Buy & Hold: Imperial Cloisonné & Jade

Leading the Asia Week sale series in March 2021, Sotheby's New York offers a diverse array of Asian art spanning 4,000 years of history, a remarkable selection of Imperial jades and cloisonné enamels produced during the Ming and Qing dynasties. The Imperial Cloisonné & Jade: Chinese Art from The Brooklyn Museum sale, is sold to support museum collections. This distinguished group of works includes an Imperial Qianlong period white and russet jade brushpot from the Woodward Collection and a group of cloisonné enamels from the world-renowned Samuel P. Avery, Jr. Collection, led by an exceptionally rare ‘bats and clouds’ cloisonné enamel vase. All photos: Sotheby's. Highlights from the collection include:

An exceptional white and russet jade brushpot, Qing dynasty, Qianlong period

Cylindrical form raised on five splayed ruyi-form feet, deftly carved in varying levels of relief with a continuous landscape enclosing a single scholar mounted on horseback preceded by an attendant pushing a wheeled cart surmounted by a songbird, the group traversing a narrow ravine with steep rockfaces rising to either side, the expansive surrounding landscape dotted with tiered pavilions and overhanging pine and wutong trees, to one side the rocks part to reveal a gentle creek crossed by an arched bridge supporting a single egret raised on one leg, large expanses of the surface left uncarved to express the pure white coloration of the stone, occasionally enhanced with patches of russet staining.
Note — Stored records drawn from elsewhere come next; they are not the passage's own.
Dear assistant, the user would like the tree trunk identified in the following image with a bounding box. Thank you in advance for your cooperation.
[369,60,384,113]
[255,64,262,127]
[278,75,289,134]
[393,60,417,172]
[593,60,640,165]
A large pair of spinach-green jade 'immortals' parfumiers, Qing dynasty, Qianlong period

Each of tall tubular form, exceptionally carved in openwork and high relief with the immortals holding various auspicious attributes in a vertiginous mountain landscape, the craggy bluffs ascending in diagonal layers creating a sense of verticality and movement, with gnarled wutong and pine trees emerging from rocky outcrops throughout, and fast flowing creeks and waterfalls descending through the rockwork, one outcrop with a tiered pavilion nestled amidst the trees, another with an opening revealing a steep staircase rising to a broad platform centered with a bronze censer atop a four-legged incense stand, all framed within incised keyfret borders.
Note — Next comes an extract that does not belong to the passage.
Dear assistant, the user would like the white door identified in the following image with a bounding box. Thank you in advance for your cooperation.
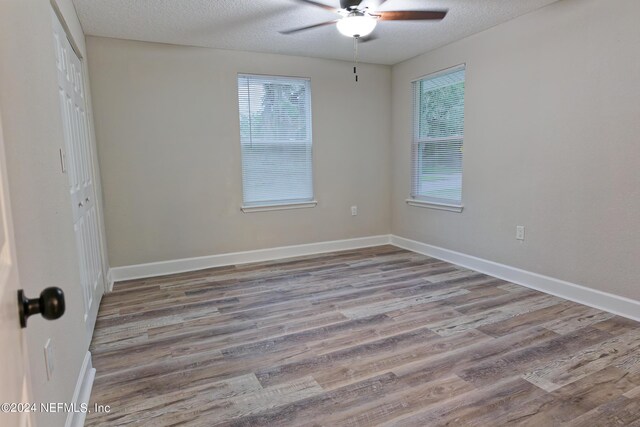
[0,113,31,427]
[51,11,104,335]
An exceptionally rare cloisonné enamel 'bats and clouds' vase, Qing dynasty, Qianlong period

The globular body rising from a tall spreading foot to a flaring waisted neck and a gilt galleried rim, the neck set with two mythical beast-form handles, the body intricately enameled with sixteen bats in flight, each meticulously picked out in red, pink, yellow and green enamels, amidst blue ruyi-shaped clouds, encircled above by a band of pendent bats and interlocking C-scrolls at the shoulder, and below by a band of lappets enclosing lotus blooms, repeated and interlocking at the foot, the neck with ten further bats in predominantly blue, pink and red enamels amidst shaded green-enameled foliate scrolls, framed below by a band of upright bats, with further interlocking lappets above encircling the rim, all reserved on a turquoise ground.

An exceptionally rare and large hexagonal cloisonné enamel 'lotus' baluster vase, Qing dynasty, Qianlong period.

The slightly compressed globular body rising from a spreading hexagonal foot to a waisted neck and a galleried rim incised with a keyfret border, each of the faceted sides of the body vibrantly decorated with luscious pink-enameled lotus blooms framed by scrolling green leaves and enclosed within archaistic interlocking scroll work, all above a band of lappets, the foot similarly decorated with mauve lotus flowers, the shoulder encircled by a border ruyi heads, with further lotus and scrollwork to the neck, the rims gilt.